If you do you’ll be sued 7 ways from Sunday.

  • you used the mask improperly.
  • you used the gas in a dangerous fashion.
  • you administered a sedative without a license.

In short you’ll have trouble making much money, no insurance will want to come near you.

Doesn’t seem like a fun career.

Do you think this attracts quiet levelheaded professionals or does this more sound like a job for conmen? (Who simply don’t care if they fuck it up)

I might be wrong, but I think the person being executed might be supposed to be able to have a religious practitioner of their choice in the room with them.

– ah. I think I’m right:

[A Supreme Court ruling] last March requires states to allow spiritual advisers to join condemned inmates in their final moments, where they can speak together and even touch.

Again:

Who is going to provide the mask?

Do you mean, “who already provided the mask”? Because the impression I get is that everything is ready already.

Amazon? Looks like oxygen masks cost about $3 a piece.

Is this really experimenting?

I thought the effects of nitrogen are pretty well known.

I am not arguing for the death penalty. I just wonder if this is really an experiment?

The apparatus is unproven. Most historical examples of nitrogen asphyxia are full-immersion, but this process isn’t. (It would be if they used a gas chamber.)

And, as a witnessed method of taking a human life, it’s unknown how distressing the effects of asphyxiation will appear to observers. (E.g., convulsions, sounds of distress, etc.)

The trouble with being the state is that you have to do things properly.
You need a producer of masks to sign off on this use case. Using any gas that isn’t cleared for medical use is quickly going into cruel and unusual territory and using medical supplies is a non starter.

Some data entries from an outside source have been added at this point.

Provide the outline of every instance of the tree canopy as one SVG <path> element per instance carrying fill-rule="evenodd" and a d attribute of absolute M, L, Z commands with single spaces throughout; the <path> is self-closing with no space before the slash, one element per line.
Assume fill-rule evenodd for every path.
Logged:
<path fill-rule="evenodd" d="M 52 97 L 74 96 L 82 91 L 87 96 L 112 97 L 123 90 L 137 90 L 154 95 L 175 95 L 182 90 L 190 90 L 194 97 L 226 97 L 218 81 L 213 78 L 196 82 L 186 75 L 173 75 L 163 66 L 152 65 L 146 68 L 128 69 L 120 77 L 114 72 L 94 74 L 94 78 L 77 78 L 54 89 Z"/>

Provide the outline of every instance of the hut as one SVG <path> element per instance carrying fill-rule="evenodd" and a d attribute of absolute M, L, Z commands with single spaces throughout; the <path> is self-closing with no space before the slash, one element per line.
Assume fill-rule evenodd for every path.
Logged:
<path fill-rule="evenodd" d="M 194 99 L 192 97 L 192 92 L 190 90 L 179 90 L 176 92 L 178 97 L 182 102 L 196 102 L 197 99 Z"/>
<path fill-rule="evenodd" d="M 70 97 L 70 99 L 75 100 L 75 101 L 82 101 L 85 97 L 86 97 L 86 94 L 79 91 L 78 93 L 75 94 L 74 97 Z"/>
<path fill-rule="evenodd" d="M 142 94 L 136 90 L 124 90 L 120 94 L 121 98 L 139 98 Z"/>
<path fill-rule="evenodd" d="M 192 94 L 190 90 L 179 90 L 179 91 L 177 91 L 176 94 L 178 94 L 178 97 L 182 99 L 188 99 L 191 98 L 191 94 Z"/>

The lucky thing about being the state is that you decide what is “doing things properly”.

Supply chains are a practical weakness to most execution methods, but states have managed to overcome those over and over.

You’d likely need a better one than that if you want to be sure you have an airtight seal. You’d also have to make sure it’s properly fitted. As with all things in this area, you can certainly leave it to someone with no medical training or experience and odds are it’ll work out fine, but it greatly increases the chance they’ll fuck it up.

As a medical professional, I object to making execution look like a medical procedure. Because it isn’t one. I think they should stick to the firing squad or the guillotine, not because it’s bloodier or more shocking, but because it makes the line between execution and medical practice that much sharper.